Testicular Sperm Extraction:
The removal of testicular tissue via biopsy and examining the sample for sperm cells. If cells are found they can be frozen for future use.
Testicular Tissue Cryopreservation:
The removal of a piece of the testicle for freezing. This procedure is experimental with no live births to date, but shows promise for the future.

Please Note: Many fertility related procedures are not publicly funded. Please inquire with individual fertility centres regarding the services available and associated fees.

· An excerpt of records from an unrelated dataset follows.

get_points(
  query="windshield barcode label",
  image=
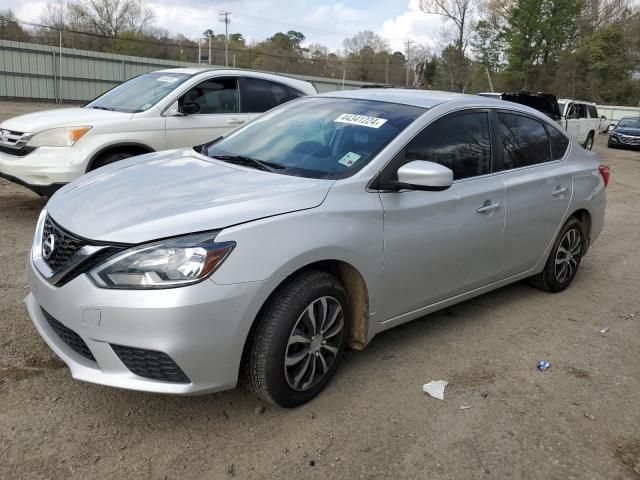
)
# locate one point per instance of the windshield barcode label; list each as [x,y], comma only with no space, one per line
[362,120]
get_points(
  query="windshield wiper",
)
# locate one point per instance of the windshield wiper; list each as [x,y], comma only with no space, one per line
[250,162]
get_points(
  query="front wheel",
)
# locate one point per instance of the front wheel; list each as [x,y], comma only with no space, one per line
[564,260]
[299,340]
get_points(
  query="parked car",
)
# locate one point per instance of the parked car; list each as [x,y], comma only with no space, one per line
[154,111]
[626,133]
[317,226]
[581,120]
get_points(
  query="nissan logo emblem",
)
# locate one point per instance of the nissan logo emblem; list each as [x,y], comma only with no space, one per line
[48,246]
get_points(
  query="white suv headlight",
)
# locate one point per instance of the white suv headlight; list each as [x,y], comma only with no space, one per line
[58,137]
[165,264]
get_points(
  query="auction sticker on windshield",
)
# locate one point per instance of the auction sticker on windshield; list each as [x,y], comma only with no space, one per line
[349,159]
[362,120]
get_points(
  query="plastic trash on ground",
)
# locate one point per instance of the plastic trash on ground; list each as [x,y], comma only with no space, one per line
[543,365]
[435,388]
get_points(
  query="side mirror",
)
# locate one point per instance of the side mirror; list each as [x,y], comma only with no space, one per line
[423,175]
[189,108]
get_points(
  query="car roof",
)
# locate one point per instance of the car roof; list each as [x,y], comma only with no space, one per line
[425,98]
[193,71]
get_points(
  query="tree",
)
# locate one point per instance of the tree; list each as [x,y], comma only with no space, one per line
[367,38]
[110,17]
[457,11]
[10,29]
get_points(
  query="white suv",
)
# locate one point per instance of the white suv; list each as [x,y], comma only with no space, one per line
[154,111]
[581,120]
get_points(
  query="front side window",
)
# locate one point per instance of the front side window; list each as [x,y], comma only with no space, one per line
[260,95]
[140,93]
[318,137]
[216,95]
[460,142]
[524,141]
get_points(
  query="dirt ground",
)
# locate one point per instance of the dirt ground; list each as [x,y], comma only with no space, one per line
[578,420]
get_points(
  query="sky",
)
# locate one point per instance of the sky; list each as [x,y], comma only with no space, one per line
[323,22]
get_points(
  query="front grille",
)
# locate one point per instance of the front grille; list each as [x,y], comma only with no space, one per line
[68,336]
[150,364]
[65,244]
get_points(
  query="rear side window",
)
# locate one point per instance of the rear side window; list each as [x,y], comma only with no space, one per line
[559,143]
[524,141]
[261,95]
[459,142]
[217,95]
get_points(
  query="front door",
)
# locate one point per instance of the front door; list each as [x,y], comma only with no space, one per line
[441,244]
[218,100]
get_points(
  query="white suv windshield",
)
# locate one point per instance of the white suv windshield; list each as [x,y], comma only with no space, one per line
[139,93]
[318,137]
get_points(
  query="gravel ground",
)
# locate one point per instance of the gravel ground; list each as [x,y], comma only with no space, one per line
[578,420]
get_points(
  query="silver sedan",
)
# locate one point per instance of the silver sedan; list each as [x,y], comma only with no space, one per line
[322,223]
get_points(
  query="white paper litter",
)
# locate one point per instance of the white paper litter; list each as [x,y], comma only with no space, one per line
[435,388]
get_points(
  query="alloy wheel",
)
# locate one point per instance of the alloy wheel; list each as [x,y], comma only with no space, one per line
[568,255]
[314,343]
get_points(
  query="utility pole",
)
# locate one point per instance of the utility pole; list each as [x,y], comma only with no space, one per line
[386,74]
[408,45]
[226,21]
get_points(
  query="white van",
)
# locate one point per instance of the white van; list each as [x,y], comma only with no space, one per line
[580,119]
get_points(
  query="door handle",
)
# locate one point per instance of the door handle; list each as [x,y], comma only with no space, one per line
[488,208]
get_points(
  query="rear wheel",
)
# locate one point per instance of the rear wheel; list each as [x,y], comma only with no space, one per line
[300,339]
[109,158]
[564,260]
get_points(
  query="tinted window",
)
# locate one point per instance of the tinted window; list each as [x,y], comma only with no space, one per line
[261,95]
[559,143]
[524,141]
[218,95]
[459,142]
[319,137]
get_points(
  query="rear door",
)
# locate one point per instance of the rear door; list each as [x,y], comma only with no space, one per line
[440,244]
[259,95]
[218,100]
[538,187]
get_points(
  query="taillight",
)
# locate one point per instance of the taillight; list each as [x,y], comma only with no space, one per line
[605,171]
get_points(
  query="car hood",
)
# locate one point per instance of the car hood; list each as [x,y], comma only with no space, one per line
[173,193]
[627,131]
[60,117]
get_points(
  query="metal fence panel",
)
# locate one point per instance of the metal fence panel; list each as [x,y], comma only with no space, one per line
[42,72]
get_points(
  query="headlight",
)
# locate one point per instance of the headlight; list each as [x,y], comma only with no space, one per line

Fertility Options for Cancer Survivors

Natural Conception:
Some female cancer survivors may become pregnant naturally after cancer treatment. The likelihood of conceiving naturally can be assessed with blood tests and ultrasounds that determine hormone levels and ovarian activity. Male cancer survivors may have their sperm tested (semen analysis) to assess the likelihood of natural conception.
Assisted Reproductive Technologies:
Female cancer survivors who froze their eggs or embryos prior to cancer treatment can thaw and implant these materials to attempt pregnancy. For affected male cancer survivors, the frozen sperm can be used to fertilize an egg through intrauterine insemination (IUI) or in vitro fertilization (IVF).
Donor Eggs/Sperm/Embryos:
If an individual is infertile because of his or her cancer treatment, he or she may choose to use donor egg(s), sperm, or embryo(s).
Gestational Carrier:
A gestational carrier or surrogate mother is a woman who carries a pregnancy for an individual or couple. This is a useful option for women who have had radiation therapy in the pelvic or lower abdominal area, causing the inability to conceive or carry a pregnancy.
Adoption:
Some private agencies may consider medical history as a factor for adoption.

Conclusion

There are many fertility preservation options that can maintain your ability to have a family in the future. Addressing your fertility prior to undergoing cancer treatment can help provide you with as many options as possible to have a family in the future. If you have been recently diagnosed, are undergoing treatment, or have already completed cancer treatment, you can get more information about your fertility preservation options by asking your physician(s) for a referral to a Reproductive Endocrinologist – a physician who specializes in fertility and reproduction.

  1. Cancer Care Ontario: Cancer in Young Adults in Canada, Toronto, Canada, 2006.